From the point of view of a single pipeline stage things are fairly
simple. Stage $n$ is responsible for the value stored at rank n in
the sorted array, sorted_$n$. The variables sorted_$n$ together
are the result array: At the end sorted_0 contains the smallest
value and sorted_$N-1$ the largest (we sort in ascending order). The
role of each pipeline stage is to maintain the value of sorted_$n$
given incoming values.
At each clock cycle each stage receives a value to be inserted,
to_insert.
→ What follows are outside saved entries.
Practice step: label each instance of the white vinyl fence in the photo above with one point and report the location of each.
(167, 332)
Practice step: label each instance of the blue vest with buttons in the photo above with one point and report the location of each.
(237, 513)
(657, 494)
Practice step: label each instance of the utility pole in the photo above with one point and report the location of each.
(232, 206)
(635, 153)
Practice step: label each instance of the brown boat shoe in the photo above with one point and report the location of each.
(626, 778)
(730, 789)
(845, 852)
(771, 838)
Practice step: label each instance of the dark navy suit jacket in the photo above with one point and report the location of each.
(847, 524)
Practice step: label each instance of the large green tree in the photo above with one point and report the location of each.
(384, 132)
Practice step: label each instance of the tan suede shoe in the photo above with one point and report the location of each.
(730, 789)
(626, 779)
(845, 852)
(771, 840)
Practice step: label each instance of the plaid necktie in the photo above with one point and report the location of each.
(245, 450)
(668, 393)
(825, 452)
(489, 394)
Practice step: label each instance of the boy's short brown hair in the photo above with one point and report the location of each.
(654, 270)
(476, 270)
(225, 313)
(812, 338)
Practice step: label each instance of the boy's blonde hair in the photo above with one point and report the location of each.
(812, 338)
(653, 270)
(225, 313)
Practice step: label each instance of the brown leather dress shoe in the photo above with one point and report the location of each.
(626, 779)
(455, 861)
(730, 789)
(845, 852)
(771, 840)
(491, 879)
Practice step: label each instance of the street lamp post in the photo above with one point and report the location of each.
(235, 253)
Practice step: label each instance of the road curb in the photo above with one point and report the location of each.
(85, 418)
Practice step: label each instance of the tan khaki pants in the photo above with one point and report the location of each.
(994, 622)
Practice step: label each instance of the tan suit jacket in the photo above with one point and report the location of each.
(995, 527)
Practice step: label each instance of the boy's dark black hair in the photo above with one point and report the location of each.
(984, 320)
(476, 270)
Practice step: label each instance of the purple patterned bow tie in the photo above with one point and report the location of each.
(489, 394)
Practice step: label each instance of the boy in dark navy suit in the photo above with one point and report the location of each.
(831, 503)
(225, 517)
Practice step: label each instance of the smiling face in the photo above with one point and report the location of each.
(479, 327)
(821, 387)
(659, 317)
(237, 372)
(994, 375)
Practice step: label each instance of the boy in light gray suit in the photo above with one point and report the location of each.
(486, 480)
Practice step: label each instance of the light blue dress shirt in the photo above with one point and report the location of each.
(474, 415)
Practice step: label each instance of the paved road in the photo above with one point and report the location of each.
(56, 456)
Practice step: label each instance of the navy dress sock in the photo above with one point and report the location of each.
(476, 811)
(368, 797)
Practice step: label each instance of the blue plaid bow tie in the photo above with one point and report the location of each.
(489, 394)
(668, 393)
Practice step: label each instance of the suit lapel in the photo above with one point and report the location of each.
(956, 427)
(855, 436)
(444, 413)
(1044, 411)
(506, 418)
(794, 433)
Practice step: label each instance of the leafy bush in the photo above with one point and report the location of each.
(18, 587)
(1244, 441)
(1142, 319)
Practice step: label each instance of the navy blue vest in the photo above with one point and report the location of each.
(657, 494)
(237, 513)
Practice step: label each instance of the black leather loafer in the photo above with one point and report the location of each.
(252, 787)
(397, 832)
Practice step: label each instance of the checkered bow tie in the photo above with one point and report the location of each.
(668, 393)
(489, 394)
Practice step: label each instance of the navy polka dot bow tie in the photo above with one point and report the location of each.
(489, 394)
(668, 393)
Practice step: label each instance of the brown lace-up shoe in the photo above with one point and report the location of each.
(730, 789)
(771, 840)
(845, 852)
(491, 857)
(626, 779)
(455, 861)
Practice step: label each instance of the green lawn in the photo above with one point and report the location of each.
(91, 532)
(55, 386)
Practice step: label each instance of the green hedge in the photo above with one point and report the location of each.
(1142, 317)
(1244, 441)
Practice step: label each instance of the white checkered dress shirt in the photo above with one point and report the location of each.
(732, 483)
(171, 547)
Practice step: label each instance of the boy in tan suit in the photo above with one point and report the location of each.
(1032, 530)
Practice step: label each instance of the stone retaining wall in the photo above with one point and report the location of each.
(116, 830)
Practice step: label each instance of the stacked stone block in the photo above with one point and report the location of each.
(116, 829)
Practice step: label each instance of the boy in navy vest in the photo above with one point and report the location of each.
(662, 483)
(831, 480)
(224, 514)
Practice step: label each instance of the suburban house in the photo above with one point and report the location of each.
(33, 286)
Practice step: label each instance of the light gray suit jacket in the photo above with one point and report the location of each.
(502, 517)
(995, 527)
Each stage compares this incoming value to the value
currently in its sorted_$n$. If the incoming value is larger,
nothing is changed and the value is passed further down the pipeline.
If the incoming value is smaller, it replaces the current value in
sorted_$n$, and the evicted value is passed to the next stage, for
further insertion: next cycle the evicted value becomes the one to
insert at stage n+1. Let's have a look at the code for a single
stage:
if ( i > $n$ // do nothing before the pipeline reached this stage
&& to_insert < sorted_$n$ ) { // if the value to insert is smaller, we insert here
// the current value is evicted and becomes the next one to insert
uint8 tmp = uninitialized;
tmp = sorted_$n$;
sorted_$n$ = to_insert;
to_insert = tmp;
}
The really important thing here is that all stages execute in
parallel, such that the evicted values trickle down the pipeline all
together, at each clock cycle. There are, in fact, N versions of
to_insert at all times, one per stage. It takes N cycles to flush
the pipeline, as if the last inserted value is the largest one it has
to trickle down all N stages.
Now that we understand each stage, how do we tell Silice to build a pipeline? The syntax is simply:
{
// stage 0
} -> {
// stage 1
} -> {
// final stage
}
Note how Silice takes care of ensuring that to_insert is passed from
one stage to another. In a Silice pipeline, as soon as a variable is
written it automatically trickles down the pipeline: it is passed from
one stage to another. Here, we capture to_insert in the pipeline in
the first stage, by writing it as:
to_insert = i < $N$ ? in_values[i] : 255;
Please refer to the documentation for more details on pipelines (Note: this part of the documentation is not yet written ;) ).
As our pipeline depth depends on the value of N, we build it with the preprocessor:
$$for n=0,N-1 do
{
// [removed] code for stage n
}
$$if n < N-1 then
-> // pipe to next stage (if not last)
$$end
$$end
And that's it! We have a linear time sorting algorithm for an incoming stream of values.
Example run
The following figure illustrates a run for N=3. It takes 6 cycles to guarantee that the sort is fully terminated.
The figure shows 6 clock cycles from left to right. For each cycle, we see the incoming stream value at the top, the comparisons of each stage (vertically) and the values to insert trickling down the pipeline (orange arrows). The horizontal green arrows show when a value is changed in the sorted array.
For instance, consider the value 20. Its insertion starts at cycle
2. Stage 0 pushed it down as it is greater than 5, already inserted
there. On cycle 3, 20 evicts MAX and replaces it in the result
array. However, 1 started its insertion at cycle 3 and evicted
5. On cycle 4, 5 reaches stage 1 and evicts 20. On cycle 5, in
stage 2, 20 evicts MAX and replaces it in the result array.

Further reading
For efficient sorting in parallel refer to sorting networks. Typical parallel algorithms are odd-even sort and bitonic sort.